A tali fini, con riguardo alla tematica dell’etichettatura dei prodotti , con Legge n. 287 del 1990 è stata istituita l’Autorità Garante della Concorrenza e del Mercato (conosciuta come Antitrust) e sono nate la Direttiva n. 2000/13 (recepita in Italia con L.n.181/2003), il Regolamento n. 1924 del 2006 ,che per la prima volta introduce il concetto di consumatore medio, ed il Regolamento n. 1169 del 2011.
Certamente diventa oggetto di dibattito chi rappresenti il cd. consumatore medio: è colui che prima di acquistare un prodotto legge le etichette? E’ colui che compra alimenti solo nei negozi c.d. Bio? Ma al di là di questo argomentare sull’individuazione del consumatore medio, si pone con evidenza al centro dell’attenzione del legislatore, sia statale che europeo, il fatto che al consumatore devono essere fornite le corrette informazioni per permettergli di operare scelte consapevoli. La tutela della salute viene posta come una priorità: l’art 10 del richiamato Regolamento del 2006 ad es. proibisce che nelle etichette (e nei messaggi pubblicitari) di prodotti alimentari vengano riportate informazioni sulla salute e al precedente art. 9 si spiega come sia possibile svolgere la pubblicità comparativa tra due o più alimenti. Sulla stessa lunghezza d’onda si pone il Regolamento n.1169/2011 che tutela la ‘scelta consapevole’ in quanto impone al produttore di dare un minimo di informazioni obbligatorie sul prodotto, anche nelle vendite a distanza, dove si ha un’informazione anticipata diretta al consumatore finale.
Gli strumenti di tutela in Italia nascono già dal 1966, quando venne creato l’Istituto di autodisciplina Pubblicitaria (IAP), al cui interno si individuano il Comitato di Controllo ed il Giurì.
Qualsiasi consumatore è legittimato, ove si avveda di un caso di pubblicità scorretta, a sollevare una segnalazione al Comitato di controllo, che valuta la fondatezza della doglianza ricevuta. Se essa è fondata, la questione viene posta dal comitato davanti al Giurì, che ha il potere di ordinare come sanzione la rimozione della pubblicità scorretta. Il Comitato, oltre che su lamentela del singolo consumatore, può operare anche d’ufficio.

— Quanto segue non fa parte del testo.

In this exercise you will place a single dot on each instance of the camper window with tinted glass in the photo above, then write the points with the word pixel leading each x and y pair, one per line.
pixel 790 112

Il Giurì in sede decisionale esaminerà il contesto in cui la pubblicità segnalata come scorretta si è svolta: vaglierà in sostanza se chi ha recepito la pubblicità sia in grado di comprenderne l’effettiva portata. Infatti, per fare un rapido esempio, il pubblico di uno spot televisivo mandato in onda nel pomeriggio è certamente differente da quello cui si rivolge un annuncio riportato da riviste specializzate, che potenzialmente sono lette solo esperti.
Non sono permesse pubblicità diseducative o che passino messaggi con discriminazioni razziali o sessuali. Inoltre massima attenzione viene prestata alle pubblicità o etichette che hanno come pubblico potenziale i bambini, gli adolescenti nonché in materia di sostanze alcooliche ed integratori alimentari: per quanto attiene i minori non è permesso l’abuso della credulità insita nel bimbo né sono permessi messaggi che possano spingere i più piccini a gesti imitativi pericolosi; i claims delle bevande alcoliche non devono condurre il consumatore all’uso squilibrato di alcool ed infine , per quanto riguarda gli integratori alimentari o prodotti dietetici è vietato reclamizzare caratteristiche particolari di cui tali prodotti sono in realtà privi.